Frequently Asked Questions
If you have a medical question, please submit it to our Help & Resource Center.
What should you do if you think you might have Marfan syndrome or a related condition?
Marfan syndrome is a serious, potentially life-threatening condition, and an early, accurate diagnosis is essential, not only for people with Marfan syndrome, but also for those with related conditions. If you suspect that you or a loved one has Marfan, find a doctor who is knowledgeable about the condition and seek an evaluation for a diagnosis, which can include an examination of several body systems, family medical history, and genetic testing.
How can I find doctors who are experts in Marfan syndrome and related conditions?

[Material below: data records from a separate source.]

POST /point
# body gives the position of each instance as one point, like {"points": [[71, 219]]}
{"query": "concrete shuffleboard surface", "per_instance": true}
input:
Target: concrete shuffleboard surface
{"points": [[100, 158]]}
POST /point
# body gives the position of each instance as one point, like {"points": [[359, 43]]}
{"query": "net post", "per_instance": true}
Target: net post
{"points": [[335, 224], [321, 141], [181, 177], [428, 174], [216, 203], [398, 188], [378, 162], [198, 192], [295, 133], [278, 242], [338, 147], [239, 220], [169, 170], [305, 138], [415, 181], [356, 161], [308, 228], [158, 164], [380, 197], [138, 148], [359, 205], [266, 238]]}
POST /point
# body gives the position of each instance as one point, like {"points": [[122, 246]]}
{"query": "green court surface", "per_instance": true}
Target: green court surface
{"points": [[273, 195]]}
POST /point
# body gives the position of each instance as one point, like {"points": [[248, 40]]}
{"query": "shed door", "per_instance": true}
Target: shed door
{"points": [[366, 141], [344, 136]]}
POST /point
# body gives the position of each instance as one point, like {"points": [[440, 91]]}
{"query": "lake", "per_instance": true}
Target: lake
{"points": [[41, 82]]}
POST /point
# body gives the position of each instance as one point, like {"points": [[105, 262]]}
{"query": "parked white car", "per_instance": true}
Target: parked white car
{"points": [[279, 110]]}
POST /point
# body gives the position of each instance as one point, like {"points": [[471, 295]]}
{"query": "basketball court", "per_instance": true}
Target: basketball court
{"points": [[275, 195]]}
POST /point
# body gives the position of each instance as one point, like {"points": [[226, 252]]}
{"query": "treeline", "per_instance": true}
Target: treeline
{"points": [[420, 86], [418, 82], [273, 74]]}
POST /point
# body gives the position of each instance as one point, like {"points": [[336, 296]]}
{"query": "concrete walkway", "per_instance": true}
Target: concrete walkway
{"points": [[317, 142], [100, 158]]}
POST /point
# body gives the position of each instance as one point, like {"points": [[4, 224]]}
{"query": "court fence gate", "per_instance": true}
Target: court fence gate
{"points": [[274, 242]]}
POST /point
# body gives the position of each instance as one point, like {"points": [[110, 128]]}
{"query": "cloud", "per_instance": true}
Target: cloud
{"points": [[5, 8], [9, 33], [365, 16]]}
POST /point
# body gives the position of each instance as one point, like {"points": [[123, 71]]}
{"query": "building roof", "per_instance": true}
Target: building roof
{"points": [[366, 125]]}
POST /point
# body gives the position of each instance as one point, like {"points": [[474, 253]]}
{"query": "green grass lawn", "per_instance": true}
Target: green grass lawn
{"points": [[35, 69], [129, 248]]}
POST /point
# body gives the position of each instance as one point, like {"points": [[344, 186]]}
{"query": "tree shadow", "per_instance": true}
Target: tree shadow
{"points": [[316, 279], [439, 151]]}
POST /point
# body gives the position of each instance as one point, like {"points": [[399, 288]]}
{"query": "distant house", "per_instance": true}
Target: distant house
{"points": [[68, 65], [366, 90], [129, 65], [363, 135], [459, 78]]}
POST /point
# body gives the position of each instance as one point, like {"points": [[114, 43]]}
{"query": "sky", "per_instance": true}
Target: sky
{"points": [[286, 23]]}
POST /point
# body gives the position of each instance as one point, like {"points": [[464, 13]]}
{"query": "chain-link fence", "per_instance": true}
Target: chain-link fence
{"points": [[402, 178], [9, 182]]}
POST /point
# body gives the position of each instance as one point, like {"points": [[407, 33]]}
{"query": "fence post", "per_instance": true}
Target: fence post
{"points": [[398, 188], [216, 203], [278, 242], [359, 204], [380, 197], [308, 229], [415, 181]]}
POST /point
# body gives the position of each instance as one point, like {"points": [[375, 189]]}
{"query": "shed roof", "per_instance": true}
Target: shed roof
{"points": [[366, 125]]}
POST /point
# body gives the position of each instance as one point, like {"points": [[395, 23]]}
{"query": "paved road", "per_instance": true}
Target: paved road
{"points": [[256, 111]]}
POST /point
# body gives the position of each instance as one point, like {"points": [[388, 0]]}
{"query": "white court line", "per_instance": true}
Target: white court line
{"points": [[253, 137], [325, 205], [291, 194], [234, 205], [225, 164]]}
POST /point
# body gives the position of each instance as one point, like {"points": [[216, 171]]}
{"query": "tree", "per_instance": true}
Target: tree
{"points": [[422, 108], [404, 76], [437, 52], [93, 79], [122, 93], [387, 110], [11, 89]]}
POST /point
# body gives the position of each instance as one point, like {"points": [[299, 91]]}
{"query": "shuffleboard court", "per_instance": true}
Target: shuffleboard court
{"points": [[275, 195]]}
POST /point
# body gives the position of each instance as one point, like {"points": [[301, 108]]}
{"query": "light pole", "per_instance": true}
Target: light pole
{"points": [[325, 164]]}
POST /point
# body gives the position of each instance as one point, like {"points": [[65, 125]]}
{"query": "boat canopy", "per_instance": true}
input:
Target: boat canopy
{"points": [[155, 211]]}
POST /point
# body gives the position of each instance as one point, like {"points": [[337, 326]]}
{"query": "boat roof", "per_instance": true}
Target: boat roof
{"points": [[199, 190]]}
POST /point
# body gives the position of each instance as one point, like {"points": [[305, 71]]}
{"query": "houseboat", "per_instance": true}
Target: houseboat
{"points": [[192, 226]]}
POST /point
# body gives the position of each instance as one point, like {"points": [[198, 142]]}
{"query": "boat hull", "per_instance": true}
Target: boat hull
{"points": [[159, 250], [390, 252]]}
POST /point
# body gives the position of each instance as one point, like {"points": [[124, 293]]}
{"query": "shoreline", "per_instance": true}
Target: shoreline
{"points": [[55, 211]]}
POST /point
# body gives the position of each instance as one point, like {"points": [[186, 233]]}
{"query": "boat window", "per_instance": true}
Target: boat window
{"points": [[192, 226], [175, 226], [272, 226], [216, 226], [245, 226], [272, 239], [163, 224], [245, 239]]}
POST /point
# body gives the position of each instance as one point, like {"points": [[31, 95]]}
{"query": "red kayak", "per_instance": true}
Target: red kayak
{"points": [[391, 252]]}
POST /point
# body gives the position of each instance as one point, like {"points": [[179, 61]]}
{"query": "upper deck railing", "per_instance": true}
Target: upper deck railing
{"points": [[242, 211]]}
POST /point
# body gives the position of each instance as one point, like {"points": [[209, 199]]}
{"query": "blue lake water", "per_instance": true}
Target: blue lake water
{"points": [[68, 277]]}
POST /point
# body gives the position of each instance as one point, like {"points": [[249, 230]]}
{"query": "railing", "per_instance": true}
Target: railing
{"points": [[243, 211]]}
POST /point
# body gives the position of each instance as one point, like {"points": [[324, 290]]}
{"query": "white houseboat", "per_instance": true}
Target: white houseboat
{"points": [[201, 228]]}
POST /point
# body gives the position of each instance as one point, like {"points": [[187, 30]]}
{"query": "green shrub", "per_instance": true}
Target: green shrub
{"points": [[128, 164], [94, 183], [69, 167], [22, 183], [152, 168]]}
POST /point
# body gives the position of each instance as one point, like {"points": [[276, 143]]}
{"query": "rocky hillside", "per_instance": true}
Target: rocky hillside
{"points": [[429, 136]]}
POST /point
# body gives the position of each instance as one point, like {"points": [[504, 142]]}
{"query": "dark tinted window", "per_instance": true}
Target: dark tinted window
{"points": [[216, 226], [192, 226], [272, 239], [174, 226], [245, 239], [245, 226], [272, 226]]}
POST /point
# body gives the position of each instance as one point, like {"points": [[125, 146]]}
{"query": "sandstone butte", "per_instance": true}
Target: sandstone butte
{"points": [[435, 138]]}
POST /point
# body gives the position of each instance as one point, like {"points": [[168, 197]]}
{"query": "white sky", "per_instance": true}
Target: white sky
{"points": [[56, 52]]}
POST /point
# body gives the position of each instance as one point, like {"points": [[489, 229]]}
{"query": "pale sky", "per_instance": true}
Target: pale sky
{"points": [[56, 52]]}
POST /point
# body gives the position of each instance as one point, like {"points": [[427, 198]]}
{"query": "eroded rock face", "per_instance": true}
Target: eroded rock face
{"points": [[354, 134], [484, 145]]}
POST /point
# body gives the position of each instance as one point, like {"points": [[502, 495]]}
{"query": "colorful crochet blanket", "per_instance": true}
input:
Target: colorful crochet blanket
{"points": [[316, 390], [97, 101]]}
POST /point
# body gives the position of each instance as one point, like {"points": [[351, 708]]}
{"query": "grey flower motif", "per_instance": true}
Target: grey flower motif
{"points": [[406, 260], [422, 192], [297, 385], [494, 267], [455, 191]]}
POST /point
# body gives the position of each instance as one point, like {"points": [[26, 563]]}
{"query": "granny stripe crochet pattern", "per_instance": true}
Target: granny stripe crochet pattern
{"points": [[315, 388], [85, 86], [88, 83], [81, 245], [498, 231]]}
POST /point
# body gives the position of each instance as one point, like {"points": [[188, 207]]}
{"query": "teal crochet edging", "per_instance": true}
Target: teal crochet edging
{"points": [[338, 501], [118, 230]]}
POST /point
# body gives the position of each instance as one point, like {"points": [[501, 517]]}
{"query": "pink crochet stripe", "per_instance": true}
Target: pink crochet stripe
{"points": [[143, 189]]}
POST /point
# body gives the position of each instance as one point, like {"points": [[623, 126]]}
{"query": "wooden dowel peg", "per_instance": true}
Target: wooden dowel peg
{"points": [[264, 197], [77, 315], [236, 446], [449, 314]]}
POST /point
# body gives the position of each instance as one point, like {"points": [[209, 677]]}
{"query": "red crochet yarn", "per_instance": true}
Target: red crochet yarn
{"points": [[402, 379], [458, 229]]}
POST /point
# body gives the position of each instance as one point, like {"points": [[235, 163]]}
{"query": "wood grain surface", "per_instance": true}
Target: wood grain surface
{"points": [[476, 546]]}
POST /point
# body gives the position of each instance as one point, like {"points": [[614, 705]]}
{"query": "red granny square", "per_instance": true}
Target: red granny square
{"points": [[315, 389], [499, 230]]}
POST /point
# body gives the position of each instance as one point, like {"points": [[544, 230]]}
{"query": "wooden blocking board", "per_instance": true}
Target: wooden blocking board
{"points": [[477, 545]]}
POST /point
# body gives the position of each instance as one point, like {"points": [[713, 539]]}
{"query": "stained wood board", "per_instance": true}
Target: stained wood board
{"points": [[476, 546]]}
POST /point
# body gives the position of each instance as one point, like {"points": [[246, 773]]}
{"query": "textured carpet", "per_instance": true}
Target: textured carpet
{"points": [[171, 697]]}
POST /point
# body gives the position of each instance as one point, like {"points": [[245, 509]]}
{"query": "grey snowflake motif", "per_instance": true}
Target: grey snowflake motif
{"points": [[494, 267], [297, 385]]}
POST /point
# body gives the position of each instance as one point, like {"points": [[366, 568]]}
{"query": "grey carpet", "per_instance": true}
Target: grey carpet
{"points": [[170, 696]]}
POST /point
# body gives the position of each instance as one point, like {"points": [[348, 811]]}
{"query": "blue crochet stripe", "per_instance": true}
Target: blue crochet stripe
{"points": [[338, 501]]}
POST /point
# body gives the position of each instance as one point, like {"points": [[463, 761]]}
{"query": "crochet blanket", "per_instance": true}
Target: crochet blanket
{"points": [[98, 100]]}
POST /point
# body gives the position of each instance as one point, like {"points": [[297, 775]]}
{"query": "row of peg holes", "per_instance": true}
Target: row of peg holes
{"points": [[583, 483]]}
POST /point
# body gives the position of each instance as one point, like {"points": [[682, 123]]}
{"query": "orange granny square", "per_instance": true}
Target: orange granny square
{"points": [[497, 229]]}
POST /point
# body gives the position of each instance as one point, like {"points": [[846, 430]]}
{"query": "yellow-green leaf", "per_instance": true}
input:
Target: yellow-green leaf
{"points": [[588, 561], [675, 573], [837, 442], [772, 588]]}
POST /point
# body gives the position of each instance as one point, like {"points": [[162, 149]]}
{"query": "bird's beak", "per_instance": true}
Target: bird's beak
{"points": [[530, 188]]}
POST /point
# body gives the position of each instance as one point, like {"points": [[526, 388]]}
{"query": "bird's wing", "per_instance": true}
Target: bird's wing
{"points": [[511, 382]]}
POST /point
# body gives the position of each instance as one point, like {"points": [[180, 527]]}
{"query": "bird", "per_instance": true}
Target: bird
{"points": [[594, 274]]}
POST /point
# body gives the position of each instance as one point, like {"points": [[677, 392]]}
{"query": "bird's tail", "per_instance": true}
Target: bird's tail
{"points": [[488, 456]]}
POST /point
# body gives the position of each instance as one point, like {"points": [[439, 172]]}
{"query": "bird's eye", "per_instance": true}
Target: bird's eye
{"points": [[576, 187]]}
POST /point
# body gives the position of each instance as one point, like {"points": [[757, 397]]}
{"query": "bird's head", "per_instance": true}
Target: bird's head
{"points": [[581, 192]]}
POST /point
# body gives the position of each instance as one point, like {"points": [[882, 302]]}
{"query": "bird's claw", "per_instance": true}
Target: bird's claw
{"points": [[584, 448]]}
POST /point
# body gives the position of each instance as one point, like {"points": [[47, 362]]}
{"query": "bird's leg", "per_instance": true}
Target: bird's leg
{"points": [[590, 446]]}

A coordinated clinic is the best place to go for Marfan syndrome and related conditions care. A coordinated clinic provides expertise in all Marfan-related specialties: genetics, cardiology (heart), ophthalmology (eyes), and orthopedics (bones and joints).
If there is not a coordinated clinic in your area, we recommend making an appointment with a geneticist or cardiologist because they are usually the specialists with the most expertise in these conditions and can provide appropriate referrals to other necessary specialists.
How can I connect with others who have the same diagnosis?
The Marfan Foundation offers several ways for you to connect with community, ranging from large events to one-on-one connections. Our Walks for Victory, held around the country, can provide you with a warm and welcoming community. Additionally, we offer several virtual support groups as well as a mentor program.